Paper ID: 1501 Title: Sparse and Low-Rank Tensor Decomposition
Current Reviews

Submitted by Assigned_Reviewer_1

Q1: Comments to author(s). First provide a summary of the paper, and then address the following criteria: Quality, clarity, originality and significance. (For detailed reviewing guidelines, see http://nips.cc/PaperInformation/ReviewerInstructions)
In this paper, a modified Leurgans' algorithm is proposed to do decompositions for sparse and low rank tensors. Tensor decomposition is very hard and usually computationally expensive. So it is interesting to study efficient algorithms to do tensor decompsitions for sparse and low rank tensors. In the paper, the authors use order 3 tensors as examples, and clearly present the algorithm and theoretically discuss the efficiency. In section 4, the authors discuss the algorithm can be extended to higher order tensor. The paper is well organized. Here are some questions:

(1) In the algorithm, it needs to do several eigenvalue decompositions for matrices, which are computationally expensive. And, it also needs to solve two convex matrix optimization problems (6). Can this method be applied to solve large scale tensor decompositions? How to understand the sparsity in the paper? What is the largest tensor that can be decomposed by this algorithm? In section 2,2, Numerical examples only present results for 50 dimensional order-3 tensor, which is not enough to show the efficiency of the algorithm.

(2) Page 2, line 071, the definition of low-rank is r <= n1. In Numerical implementation part, (Section 2.2) for 50 *50 *50 Tensor, computational results are list for r = 1-4, which is very small. What is the computational result for r =40-49? Is it also very good, or the algorithm only works for very small r?

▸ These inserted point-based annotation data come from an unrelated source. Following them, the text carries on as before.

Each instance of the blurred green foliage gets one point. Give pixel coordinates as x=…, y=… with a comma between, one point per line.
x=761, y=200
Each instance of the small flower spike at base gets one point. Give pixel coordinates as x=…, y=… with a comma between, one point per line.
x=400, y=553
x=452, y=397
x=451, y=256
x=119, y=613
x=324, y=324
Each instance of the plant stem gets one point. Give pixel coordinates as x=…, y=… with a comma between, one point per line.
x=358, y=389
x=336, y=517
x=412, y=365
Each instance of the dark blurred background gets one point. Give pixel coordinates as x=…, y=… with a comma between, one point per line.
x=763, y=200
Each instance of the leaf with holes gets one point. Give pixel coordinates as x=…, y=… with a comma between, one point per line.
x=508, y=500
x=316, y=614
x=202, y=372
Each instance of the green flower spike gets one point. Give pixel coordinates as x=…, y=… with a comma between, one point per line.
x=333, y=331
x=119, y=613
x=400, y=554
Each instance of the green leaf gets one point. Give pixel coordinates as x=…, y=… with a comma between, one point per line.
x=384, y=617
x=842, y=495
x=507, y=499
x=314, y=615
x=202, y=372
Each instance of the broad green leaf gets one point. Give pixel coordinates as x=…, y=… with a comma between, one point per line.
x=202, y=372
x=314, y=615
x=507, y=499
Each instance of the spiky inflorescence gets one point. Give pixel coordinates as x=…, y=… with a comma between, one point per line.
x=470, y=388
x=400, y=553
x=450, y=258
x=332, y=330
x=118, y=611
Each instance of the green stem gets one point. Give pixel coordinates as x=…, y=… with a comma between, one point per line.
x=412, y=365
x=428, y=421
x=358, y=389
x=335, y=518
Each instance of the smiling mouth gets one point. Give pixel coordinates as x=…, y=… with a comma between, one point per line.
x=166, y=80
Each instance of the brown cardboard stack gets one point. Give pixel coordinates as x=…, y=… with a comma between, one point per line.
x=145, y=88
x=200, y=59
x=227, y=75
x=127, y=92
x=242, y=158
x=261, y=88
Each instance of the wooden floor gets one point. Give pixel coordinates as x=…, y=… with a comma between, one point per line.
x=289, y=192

(3) Section 2.2, how to solve problem (6) in your implementation?

Other suggestions:

- Typo, line 093, the resulting n*n matrix, should be n1*n2 matrix;

- Typo, line 96-98, \sum_k should be \sum_i;

- Typo, page 5, line 216, X_a should be X_a^3;

- Typo, page 4, line 198, "coefficient" should be coefficient.
In this paper, a modified Leurgans' algorithm is proposed to do decompositions for sparse and low rank tensors. Tensor decomposition is very hard and usually computationally expensive. So it is interesting to study efficient algorithms to do tensor decompositions for sparse and low rank tensors. The paper is organized well. However, the numerical implementation part is not good enough. It only shows the result for a very special order-3 tensor with very small r. It might be better to give more examples.

Submitted by Assigned_Reviewer_2

Q1: Comments to author(s). First provide a summary of the paper, and then address the following criteria: Quality, clarity, originality and significance. (For detailed reviewing guidelines, see http://nips.cc/PaperInformation/ReviewerInstructions)
This paper proposes a tensor decomposition algorithm with a sparse noise setting. The proposed method is interesting and useful for general settings of tensor decompositions. And the algorithm could be tractable by reducing the original problem into matrix decompositions of matrices in pairs of modes. However experimental evaluation is limited.

Quality: This result is of decent quality. The proposed approach is general and useful, which can easily extend to high order tensors without increasing much computational cost. However numerical evaluation is limited and the used evaluation measure is unusual. The reason why authors used the accurate probability instead of MSE should be provided. Additional numerical evaluations with several noise settings are necessary.

Clarity: This paper totally reads very well.

However no optimization algorithm for (6) is provided. I guess authors used  or . At least, the summary of used algorithms should be described. In section 2.2, the model description X=\sum_{i=1}^r \lambda ... includes a mistake.

Originality: The proposed decomposition algorithms and its theoretical analysis are quite novel.

Significance: The proposed approach seems to be a promising decomposition. This approach can be easily implemented and extended to more general settings of tensor decomposition. To stress these advantages, discussions about related works is necessary.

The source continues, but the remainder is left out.